Are not these words the most pathetic expression of powerlessness? This was the verdict of the great nineteenth century German philosopher Friedrich Nietzsche, the great enemy of Christianity.

 

But what if we hear these words differently? What if behind them lies something very different? What if instead of weakness they reveal a love of unimaginable depths? What if they really do reflect the desire of the Father to forgive the enemies of his beloved Son even as they are torturing him? What if they really do express the heart of the Son to forgive his torturers? What if, in this king, instead of the love of power, there is the power of love that shows itself in that even at our very worst God is not willing to give up on us?

 

This is a kind of power that the kings of the earth did not have then and do not have now. They have power but they use it only to coerce. But in Jesus there is a power that changes people from the inside, that turns a man’s enemy into his friend, and seats them both at a table that God himself has set.

 

He will be called the Lord is our righteousness. In this scene there is only one who hears the words as they are meant to be heard. We mean here one of the thieves crucified next to Jesus. “We have been condemned justly, but this man did nothing wrong.” God opened the eyes of this thief so that he could recognize and acclaim Jesus as king. The man presents his petition before Jesus as a suppliant before a king: “Jesus, remember me when you come into your kingdom.”

 

After his gruesome and degrading death by public torture, his discredited followers, starting out in Jerusalem and then spreading out all over the Mediterranean world, delivered the message that this crucified man is a King whose power is universal in scope!

 

One of them, named Paul, even had the audacity to say this: “He himself is above all things, and in him all things hold together” (Col. 1:17). In this One crucified in weakness all the fullness of God was pleased to dwell (cf. Col. 1:19). And through him God was pleased to reconcile to himself all things, whether things on earth or in heaven, by making peace through his blood of the cross (Col. 1:20).  

 

This is the kind of king we have. Is this not good news worth celebrating?

 

This special day on which we do celebrate this theme has its origins in a papal encyclical that Pope Pius XI wrote in 1925. It was his response to the most devastating war that the world had ever seen until then. World War 1 saw the fall of four royal houses: Hohenzollerns, Romanovs, Habsburgs and the Ottoman Empire, all within four blood-drenched years.

 

Thus the celebration of Christ the King came into a world still reeling from the war’s incomprehensible carnage and global political upheaval. Then, as now, people were asking: who can guide us in into what is good and right and just? Who can show us the way of peace? The Pope’s encyclical appealed to the Old and New Testaments of the Bible to show “how God became king,” to draw again on the words of author N.T. Wright.
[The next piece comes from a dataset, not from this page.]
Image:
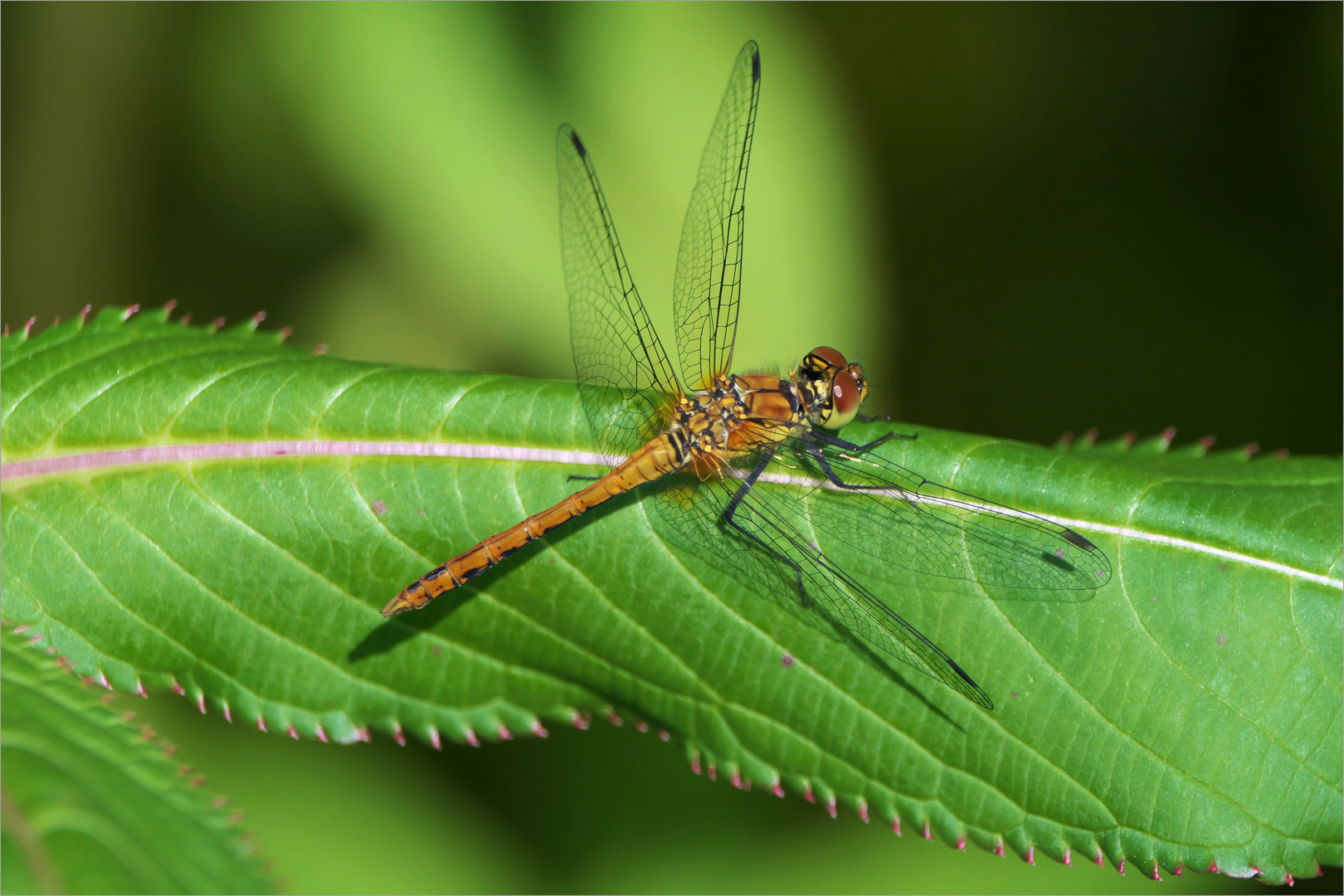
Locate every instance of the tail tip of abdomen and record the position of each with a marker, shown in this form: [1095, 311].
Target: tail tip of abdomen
[410, 598]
In response to the political chaos everywhere, Pope Pius XI offered the comfort of a king, “of whose kingdom there shall be no end.”

 

Even the staunchest Protestant could not deny this core teaching of the Bible. And soon Christ the King became a special day in the church calendars of many Protestant churches too, including the Presbyterian Church (USA).  

 

The Son of God reigns. He is ruler of the kings of the earth. His throne is the cross. But it is precisely there that he shows that he is the Davidic king about whom Jeremiah prophesied. Here is the good Shepherd, who did not leave his sheep when danger threatened, but laid down his own life for us all.

 

Let us therefore acclaim him as our king. Let us always remember that our first allegiance belongs only to him, not to any government or political party or ruler of this world. We are first his loyal subjects; we are first citizens of heaven. Our politics is not a politics of the right or the left, but a politics of his kingdom. Only as we keep first things first do we as the church point to the one who holds all authority in heaven and on earth, Christ the king. Amen.